Although the screening process for newborn hearing loss is excellent, it is not perfect. Children with mild hearing loss or hearing loss in restricted frequency regions may pass the screening. Some children develop significant permanent hearing loss after the newborn period, which is not detected by the screening. Infants with neural hearing loss, such as auditory neuropathy, will pass a screening if an OAE test alone is used for screening (Sininger, 2002). Infants with late-onset hearing loss will be missed in the newborn screening; and constant surveillance is needed by the medical community to find these infants and begin remediation as soon as possible (Joint Committee on Infant Hearing, 2000).

The screening and diagnostic testing process is designed to expedite intervention for children with hearing loss and maximize the opportunity to provide audition during critical learning periods (Sininger, Doyle, and Moore, 1999; Yoshinaga-Itano et al., 1998).
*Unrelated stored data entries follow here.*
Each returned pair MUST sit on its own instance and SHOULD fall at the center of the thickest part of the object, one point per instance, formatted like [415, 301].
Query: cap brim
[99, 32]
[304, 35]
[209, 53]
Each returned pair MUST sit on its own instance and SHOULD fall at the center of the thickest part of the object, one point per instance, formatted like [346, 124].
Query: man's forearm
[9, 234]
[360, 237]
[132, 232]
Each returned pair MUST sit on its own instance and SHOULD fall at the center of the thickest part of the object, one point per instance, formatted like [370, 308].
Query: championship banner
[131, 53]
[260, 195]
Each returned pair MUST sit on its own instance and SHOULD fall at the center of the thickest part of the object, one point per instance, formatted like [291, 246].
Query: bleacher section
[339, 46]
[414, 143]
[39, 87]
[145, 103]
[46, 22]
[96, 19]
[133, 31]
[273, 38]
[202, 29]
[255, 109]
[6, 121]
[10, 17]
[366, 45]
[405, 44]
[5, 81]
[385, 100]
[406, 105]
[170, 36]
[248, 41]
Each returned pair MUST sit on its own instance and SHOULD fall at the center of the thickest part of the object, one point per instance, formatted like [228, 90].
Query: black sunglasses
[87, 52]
The goal of early hearing detection and intervention programs is to identify hearing loss and begin intervention including fitting of hearing aids at or before 6 months of age.

Assessment of hearing loss in infants requires age-appropriate procedures. Infants under 6 months of age cannot give an accurate response to sounds at threshold levels, regardless of their ability to detect them. These infants require an audiological test battery based on objective physiological tests that reveal threshold-level responses, as well as information regarding the functioning of the peripheral auditory system.